İstanbul’da 13 Şubat 1929’da doğan Kenan Erim, diplomat babası Tevfik Erim’in görevi dolayısıyla gittiği ABD’de klasik arkeoloji eğitimi aldı.
Lisans eğitimini New York Üniversitesinde, yüksek lisans ve doktora eğitimini de Princeton Üniversitesi’nde tamamlayan Erim, araştırmalarını, ilk kez 1904’te Fransız mühendis Paul Gaudin tarafından kazılan Afrodisias Antik Kenti üzerinde yoğunlaştırdı.
Yurda dönen Erim, 1961’de antik kentteki modern arkeolojik çalışmaların başlamasına öncülük etti.
Ömrünün sonuna değin Afrodisias Kazı Heyeti’ne başkanlık eden Erim, buradaki antik tiyatro ile 30 bin kişilik dev stadyumu ortaya çıkardı.
Erim’in en çok önem verdiği yapı ise Tetrapylon Anıtsal Kapısı oldu. Erim, birkaç sütun dışında geri kalanı toprak altında olan yapıyı Avusturyalı mimarlar ve Türk arkeologların desteğiyle yeniden ayağı kaldırdı.
Açılıştan üç hafta sonra 3 Kasım’da hayatını kaybeden Erim’in cenazesi, vasiyeti üzerine “Sevgilim” dediği Afrodisias’taki Tetrapylon Anıtsal Kapısı’nın yanında toprağa verildi.

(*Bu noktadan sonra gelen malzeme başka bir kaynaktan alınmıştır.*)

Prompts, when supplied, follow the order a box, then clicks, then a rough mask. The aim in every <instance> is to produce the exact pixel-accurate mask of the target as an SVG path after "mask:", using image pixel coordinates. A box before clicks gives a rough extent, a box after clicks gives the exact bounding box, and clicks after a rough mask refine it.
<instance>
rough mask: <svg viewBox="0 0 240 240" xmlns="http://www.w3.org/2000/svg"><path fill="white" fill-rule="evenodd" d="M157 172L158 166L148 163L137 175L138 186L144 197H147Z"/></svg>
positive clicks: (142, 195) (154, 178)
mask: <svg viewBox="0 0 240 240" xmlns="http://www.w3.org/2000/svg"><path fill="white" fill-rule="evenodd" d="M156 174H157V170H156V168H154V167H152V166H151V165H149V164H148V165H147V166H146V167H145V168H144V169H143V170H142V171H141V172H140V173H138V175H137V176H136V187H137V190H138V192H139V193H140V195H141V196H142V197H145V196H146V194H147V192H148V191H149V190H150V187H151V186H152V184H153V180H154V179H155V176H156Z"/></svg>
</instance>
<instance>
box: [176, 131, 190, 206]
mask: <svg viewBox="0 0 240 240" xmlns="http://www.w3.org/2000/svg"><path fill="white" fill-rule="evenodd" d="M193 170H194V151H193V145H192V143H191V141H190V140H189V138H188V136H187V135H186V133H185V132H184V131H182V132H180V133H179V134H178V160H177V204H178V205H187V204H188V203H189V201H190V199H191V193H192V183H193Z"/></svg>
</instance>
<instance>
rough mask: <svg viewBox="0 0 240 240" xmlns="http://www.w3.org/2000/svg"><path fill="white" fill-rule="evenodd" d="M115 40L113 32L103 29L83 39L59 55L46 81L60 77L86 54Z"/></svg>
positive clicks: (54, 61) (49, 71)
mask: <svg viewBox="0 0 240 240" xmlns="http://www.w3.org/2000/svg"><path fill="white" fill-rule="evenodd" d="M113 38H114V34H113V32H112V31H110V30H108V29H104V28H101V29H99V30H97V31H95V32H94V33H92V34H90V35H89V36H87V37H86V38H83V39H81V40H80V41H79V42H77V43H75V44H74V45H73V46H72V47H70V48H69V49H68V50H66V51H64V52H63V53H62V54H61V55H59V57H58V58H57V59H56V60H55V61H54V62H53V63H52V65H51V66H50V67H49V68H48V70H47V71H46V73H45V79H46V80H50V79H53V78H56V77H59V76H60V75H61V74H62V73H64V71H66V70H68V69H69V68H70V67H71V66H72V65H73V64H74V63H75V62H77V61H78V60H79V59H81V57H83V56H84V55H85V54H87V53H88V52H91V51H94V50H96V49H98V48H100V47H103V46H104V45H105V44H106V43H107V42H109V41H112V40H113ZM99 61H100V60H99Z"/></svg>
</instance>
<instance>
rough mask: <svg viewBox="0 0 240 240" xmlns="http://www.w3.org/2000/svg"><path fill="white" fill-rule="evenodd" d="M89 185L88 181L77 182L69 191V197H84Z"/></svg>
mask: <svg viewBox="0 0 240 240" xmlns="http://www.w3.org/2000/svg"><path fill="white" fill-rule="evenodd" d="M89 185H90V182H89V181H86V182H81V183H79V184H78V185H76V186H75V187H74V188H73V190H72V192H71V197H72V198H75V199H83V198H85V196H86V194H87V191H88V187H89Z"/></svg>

Erim’in mezar taşına, “30 yılını bu antik kentin ortaya çıkarılmasına adayan arkeolog” ifadeleri kazındı. Erim’in kişisel eşyaları ve fotoğrafları da Afrodisias’ta görülebiliyor.
“Omuzlarında antik kenti yükseltmiş bir isim”
Antik kentteki kazıların Erim’in öğrencisi Oxford Üniversitesinden Prof. Dr. Roland R. R. Smith tarafından devam ettirildiğini hatırlatan Tuncer, sözlerini şöyle tamamladı:
“Bir mekanın popülerleşmesi ya da performans niteliklerinin zirveye çıkmasında onu organize eden kişilerin o mesleğe kendisini adaması çok kritik bir önem taşıyor. Kenan Erim, 30 yıl boyunca kendini adayarak tüm yeteneği, enerjisi, benliği ve zamanıyla antik kenti kalkındırma noktasında çalışmalarını sürdürmüş. Omuzlarında antik kenti yükseltmiş bir isim. Aslında hangi çalışmayı yaparsanız yapın eğer kendinizi adarsanız böyle harika bir sonucun ortaya çıkarılabileceğinin de bugün sembolik bir kahramanı diye düşünüyorum.”